Disabled film student directs his vision

The WSU junior works on a short film.Dominick Evans, 32, knows the hard path.

Diagnosed with a progressive muscular disease, spinal muscular atrophy, at the age of 4, Dominick Evans of Washington Twp. has had more than his share of challenges. “I’m originally from Toledo, but moved here first in 2000 to attend Wright State,” Evans said. “I was interested in acting, so I majored in performing arts.”

In a wheelchair since age 16, Evans had become accustomed to navigating around new places by the age 19 when he came to Wright State University. But in 2003, he slipped and fell from his shower chair and fractured his tibia, which disrupted his plans. “I never got to finish my degree,” he said. “I moved to Michigan, and as a result of my fall, I developed a lot of pain and became bedridden.”

After nearly five years in bed, Evans decided he wanted more for his life. “I wanted to return to school and finish, so with the help of physical therapy and medication, I was finally able to sit in my wheelchair again.”

Evans and his girlfriend, Ashtyn Law, left their home in Michigan in 2010 to come back to Dayton. By that time, Evans had decided he didn’t want to be in front of the camera, but behind, directing. “I knew about the WSU film program and that it was one of the best in the country,” Evans said.

“While Dominick is not the first student with a disability to enter the (motion picture arts) program at Wright State, he is the first student with a disability to get into junior year,” Law said. “Most students either do not make it through the audition process of this incredibly competitive program or they quit before they finish.”

And since Evans is now a junior in the program, he became eligible to have a film chosen by his peers to be produced as part of a thesis project.

“Junior year is very hard,” Evans said. “You start out by going through some very strict production classes. Then in January, everyone starts writing scripts and the class reviews and critiques each one. It can be a very emotional and gut-wrenching process.”

Each year, two-three scripts are chosen and will eventually be filmed. Evans, along with Law and seniors Kyle Wilkenson, (director of photography), Brock Komon (lighting), Megan Hague (sound mixer) and about 15 other students will begin shooting “TRIP” in May.

“TRIP” is the story of Casey, a 19-year-old mother who has to choose between building a better life for her child or continuing her relationship with Gavin, her child’s father, which only exists because of drugs and sex. The film is based on the real life story of Evans’ girlfriend, Law.

The film will be shot in Washington Twp. and throughout the Dayton area.

Though he hopes to eventually live part time in Hollywood or New York, he said Dayton will always be his home base. “Dayton is friendly to film and to people with disabilities,” Evans said. “I’m 32 now and most filmmakers in the Wright State program are in their 20s and it’s because I’ve had so many challenges. I’m mature enough now, though, to know what I want to do and where I want to go.
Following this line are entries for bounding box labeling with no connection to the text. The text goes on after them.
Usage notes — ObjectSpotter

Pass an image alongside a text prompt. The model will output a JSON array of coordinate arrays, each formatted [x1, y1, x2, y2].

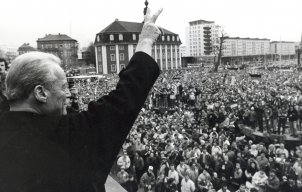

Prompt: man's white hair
[[5, 52, 61, 102]]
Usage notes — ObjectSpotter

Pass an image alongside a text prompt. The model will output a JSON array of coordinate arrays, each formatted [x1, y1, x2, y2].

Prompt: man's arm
[[59, 7, 161, 186]]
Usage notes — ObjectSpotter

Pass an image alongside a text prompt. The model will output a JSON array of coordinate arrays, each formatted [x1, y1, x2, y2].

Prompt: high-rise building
[[186, 20, 221, 57], [95, 19, 181, 74], [18, 43, 36, 55], [270, 41, 296, 55], [37, 33, 78, 69], [222, 37, 271, 65]]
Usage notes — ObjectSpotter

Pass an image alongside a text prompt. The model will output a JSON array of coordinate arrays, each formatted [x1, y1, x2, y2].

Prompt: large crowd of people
[[63, 65, 302, 192]]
It’s such an honor to be chosen, and I’m hoping our film will eventually go to festivals like Sundance because we want people to see a film that represents Dayton positively.”

Evans credits Law and her family for supporting him along the way and said they are currently working to help him raise money for the film, which must be self-funded. “The community is very enthusiastic,” Evans said. “We are having a couple of fundraisers that include some great auction items, like Dayton Dragons and (Cincinnati) Reds tickets.”

The next fundraiser will be held at BDs Mongolian Grill at The Greene in Beavercreek from 6 to 9 p.m. today. Admission of $25 will include dinner and a drink as well as an opportunity to bid on many auction items.